Inequality, according to the article, is visible every day in the slums of the capital Dhaka, arguably the world’s most crowded city.

"But it is ignored in the nation’s political debate," read the article written by Mubashar Hasan, a postdoctoral fellow at University of Oslo.

Rapping for freedom of speech

Bangladeshi hip-hop is also a defense of free speech in a country where that right is rapidly eroding, the author observed.

In 2013, the government amended the Information and Communication Technology Act to mandate a jail sentence of up to 14 years for online speech deemed “offensive” by the authorities, the article pointed out.

Since then, 1,271 Bangladeshi journalists and activists have been charged with cyber defamation, according to New York-based rights organisation Human Rights Watch.

The proposed Digital Security bill, likely to be made as law, "would impose even stricter regulation of speech", observed the article.

Hip-hop artist Towfique Ahmed is a vocal critic of corruption in Bangladeshi politics. Photo: YouTube
Hip-hop artist Towfique Ahmed is a vocal critic of corruption in Bangladeshi politics. Photo: YouTube

In his track 'Bidrohi,' or 'the rebel,' rapper Towfique Ahmed sees these crackdowns as a violation of Bangladesh’s founding ideals.

“I haven’t seen the war but I heard of it. I don’t know how to do a revolution but my blood is on fire,” he raps. “Don’t take me as someone who is a stupid because of my silence.”

Another group Cypher Project raps about the high-profile 2014 murder case in which security forces abducted and killed seven people in Narayanganj.

Dysfunctional politics

By virtually any measure - political equality, freedom of speech, human rights, religious tolerance, freedom of the press - this is a country struggling with the most basic tenets of democracy, Mubashar wrote in his article.

One group, Uptown Lokolz has declared elections, which are held every five years, pointless, the article mentioned. The “country’s situation changes every five years,” they rap. Yet “whoever comes to power … everything is lost under the curtains of self-interest.”

Rappers indict self-serving politicians for the rise in religious violence in Bangladesh. In “White Democracy,” the rapper Matheon wonders “for how long religion would be subject of big politics … maybe I am a Christian but I understand your corruption.”

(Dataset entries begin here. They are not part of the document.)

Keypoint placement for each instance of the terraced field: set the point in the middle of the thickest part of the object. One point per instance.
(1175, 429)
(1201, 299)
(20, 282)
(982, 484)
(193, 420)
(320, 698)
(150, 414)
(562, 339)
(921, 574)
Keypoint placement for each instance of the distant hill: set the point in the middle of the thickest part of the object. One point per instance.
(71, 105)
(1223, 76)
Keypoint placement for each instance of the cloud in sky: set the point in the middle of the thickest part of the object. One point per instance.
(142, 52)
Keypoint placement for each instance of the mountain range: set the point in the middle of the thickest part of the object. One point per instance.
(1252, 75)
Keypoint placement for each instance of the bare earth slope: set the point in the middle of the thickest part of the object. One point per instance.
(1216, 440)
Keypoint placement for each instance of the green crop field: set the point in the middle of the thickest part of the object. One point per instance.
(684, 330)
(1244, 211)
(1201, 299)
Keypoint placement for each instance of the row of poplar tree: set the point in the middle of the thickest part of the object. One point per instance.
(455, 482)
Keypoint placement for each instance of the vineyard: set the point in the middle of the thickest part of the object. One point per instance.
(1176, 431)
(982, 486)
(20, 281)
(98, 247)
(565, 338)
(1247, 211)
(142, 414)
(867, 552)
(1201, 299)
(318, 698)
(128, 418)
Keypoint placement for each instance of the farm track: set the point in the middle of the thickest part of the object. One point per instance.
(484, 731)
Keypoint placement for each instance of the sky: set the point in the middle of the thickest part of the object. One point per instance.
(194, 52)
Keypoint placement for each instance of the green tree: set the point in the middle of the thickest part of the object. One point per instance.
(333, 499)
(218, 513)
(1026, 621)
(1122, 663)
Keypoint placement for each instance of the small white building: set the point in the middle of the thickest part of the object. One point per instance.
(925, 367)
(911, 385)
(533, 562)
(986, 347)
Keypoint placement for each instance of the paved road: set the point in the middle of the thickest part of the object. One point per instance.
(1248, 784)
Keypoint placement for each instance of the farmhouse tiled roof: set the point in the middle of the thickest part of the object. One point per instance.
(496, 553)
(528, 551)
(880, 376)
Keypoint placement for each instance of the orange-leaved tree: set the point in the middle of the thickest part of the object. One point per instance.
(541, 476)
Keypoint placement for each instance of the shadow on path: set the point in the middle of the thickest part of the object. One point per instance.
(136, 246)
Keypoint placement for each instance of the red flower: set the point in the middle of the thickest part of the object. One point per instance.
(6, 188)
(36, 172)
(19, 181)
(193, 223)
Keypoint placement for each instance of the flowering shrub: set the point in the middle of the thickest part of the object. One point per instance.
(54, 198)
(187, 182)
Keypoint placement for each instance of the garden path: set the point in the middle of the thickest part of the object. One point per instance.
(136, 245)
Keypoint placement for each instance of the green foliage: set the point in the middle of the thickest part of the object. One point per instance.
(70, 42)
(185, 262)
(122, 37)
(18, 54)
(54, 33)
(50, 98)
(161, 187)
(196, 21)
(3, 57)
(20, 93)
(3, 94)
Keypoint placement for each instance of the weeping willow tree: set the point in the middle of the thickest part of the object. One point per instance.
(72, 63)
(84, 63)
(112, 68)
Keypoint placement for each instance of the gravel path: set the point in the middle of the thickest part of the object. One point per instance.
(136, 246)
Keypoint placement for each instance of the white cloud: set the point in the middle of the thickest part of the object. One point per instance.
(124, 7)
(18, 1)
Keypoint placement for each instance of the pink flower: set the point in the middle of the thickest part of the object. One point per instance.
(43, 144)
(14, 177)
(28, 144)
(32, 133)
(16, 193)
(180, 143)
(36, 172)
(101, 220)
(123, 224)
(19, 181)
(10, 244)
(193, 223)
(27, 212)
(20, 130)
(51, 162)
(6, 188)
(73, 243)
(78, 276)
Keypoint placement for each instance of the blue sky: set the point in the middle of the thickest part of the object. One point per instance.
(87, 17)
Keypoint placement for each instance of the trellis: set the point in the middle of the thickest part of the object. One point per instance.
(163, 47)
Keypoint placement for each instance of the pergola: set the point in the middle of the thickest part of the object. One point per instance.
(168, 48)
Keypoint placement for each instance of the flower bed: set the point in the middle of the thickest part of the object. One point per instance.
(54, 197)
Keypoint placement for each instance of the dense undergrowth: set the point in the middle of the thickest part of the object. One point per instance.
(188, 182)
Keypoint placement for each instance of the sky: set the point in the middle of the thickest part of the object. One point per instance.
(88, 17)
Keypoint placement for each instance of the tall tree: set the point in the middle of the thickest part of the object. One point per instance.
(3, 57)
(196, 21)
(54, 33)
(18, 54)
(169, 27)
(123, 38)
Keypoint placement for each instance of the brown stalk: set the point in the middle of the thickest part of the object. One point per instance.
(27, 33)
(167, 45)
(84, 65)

The US-based Bangladeshi rapper Lal Miah condemns politicians who foment religious zealotry as “frauds who are betraying the secular spirit of 1971.”

Towfique Ahmed has perhaps the most pointed critique, wrote the article. Bangladeshi politicians corrupting society for their own benefit are waging “false Jihad”, the article quoted him as saying.

Hip-hop in Bangladesh, as in the US, becomes protest music simply by unflinchingly portraying the harsh reality that too many young people live every day. the article concluded.